The dock requires a quick tightrope walk across a lengthwise board that bridges a very large gap in the gangplank where the old rotting boards have yet to be replaced. I doubt they ever will be. It bounces as you cross but it’s easy to navigate once you’ve fallen off. And everyone has fallen off. I did while holding a lit Perla del Mar Corojo and a glass of Laphroaig. I lost the whisky but somehow kept the cigar lit. Priorities.
Lined with used tires so old they are bleached grey, the structure runs a good 30’ into the lake, just enough for a decent back cast that won’t get hung on the shore willows and allow you to put your fly in the open water. The perch are out there, occasional pickerel too. Cruising pike if you want to throw streamers but that’s beyond the ability of the two-weight and not the experience I’m after. The cove is protected by a small curve of cliff to the right and will calm before any other part of the lake. When the setting sun hits it just right, my fly will land on the quiet surface and send out golden circles. It’s a shame it attracts fish as it really is a Kandinsky on the water. I never twitch my fly until the last circle dissipates, just for the beauty of it all.
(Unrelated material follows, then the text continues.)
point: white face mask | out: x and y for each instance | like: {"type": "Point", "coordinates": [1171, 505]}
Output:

My interest is the reeds to the left. Every panfish I can name and a few I can’t cruise those plants. Put a fly anywhere and there’s a mad boiling rush to see who eats first. It really doesn’t matter, as with a little time I will catch every fish. A few multiple times. I can hook, reel in and release a panfish in under 10 seconds. Twenty casts means twenty fish. I’ve never tried, but I’m sure I could hit four digits if I had the inclination and my arm held. But that sounds like a competition and I’m a firm believer that competition has no business near a fly rod.
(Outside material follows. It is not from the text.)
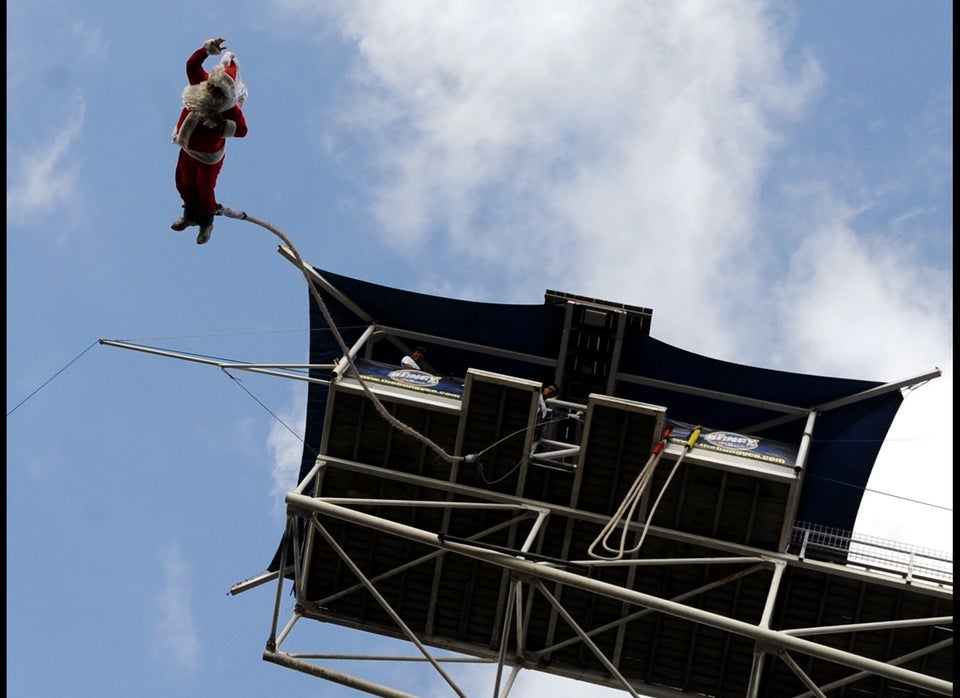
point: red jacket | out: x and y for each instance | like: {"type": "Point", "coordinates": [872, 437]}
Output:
{"type": "Point", "coordinates": [207, 141]}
Which brings us to the bass. I will admit to a certain confusion with regards to bass fishing. I can’t get my head around the fact that you can catch a world record off the end of the dock, turn professional and buy a $100,000 boat, then park it 20 feet offshore and cast back toward the dock. Not to mention the garish sponsor-clad fishing shirted men-children pumping their fists and screaming to the heavens (and cameras) that they caught a fish that was put here to provide easy angling opportunity for kids and addled old men. I have embarrassed myself enough in nature. I don’t need to fist pump.
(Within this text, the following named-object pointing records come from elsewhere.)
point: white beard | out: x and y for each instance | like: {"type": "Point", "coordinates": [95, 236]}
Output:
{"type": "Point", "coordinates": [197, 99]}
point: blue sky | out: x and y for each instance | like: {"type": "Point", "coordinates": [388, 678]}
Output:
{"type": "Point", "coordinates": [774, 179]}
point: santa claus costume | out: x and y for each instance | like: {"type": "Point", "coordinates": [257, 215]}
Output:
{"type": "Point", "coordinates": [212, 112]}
My third cast lands beside the larger of the sunken logs and the water implodes underneath as if someone dropped a boulder from the sky. The 2wt bends in a way that I doubt the designers intended but it holds as the line rips off the reel. I palm the spool and the bass—it has to be a bass—flies through the reeds. I let him have his head. Within reason, of course, as there’s no backing on the reel. I steer him to the open water and manage to turn him when there is only about ten feet left on the spool. He zigzags across the water as I bring him close. Big largemouth. Not sure how big, but fat and healthy, and heavy enough that I slide my other hand underneath his body for support. Probably would have won me a few thousand in a local tournament. A quick look then back into the lake. He may have spooked the area and the bite dies down pretty quickly.
The sun is close to dropping behind the tree-line as a dragonfly lands on one of the dock posts, its wings quivering slightly in what remains of the heat. It and the dock take on a warm hue in the deep afternoon light and I race the sun to see who can touch the water at the last moment. We tie and I let the fly lay as the golden circles gently spread until the light disappears and they melt back into the lake.
The fish know better than to disturb the moment and I reel in slowly and walk home, looking for turtles. Whistling.
Comments
Richard replied on Permalink
Great writing!
“ The leader is about 7’ of whatever I left on it from the last outing.” This is one of fishing’s great recurring mysteries.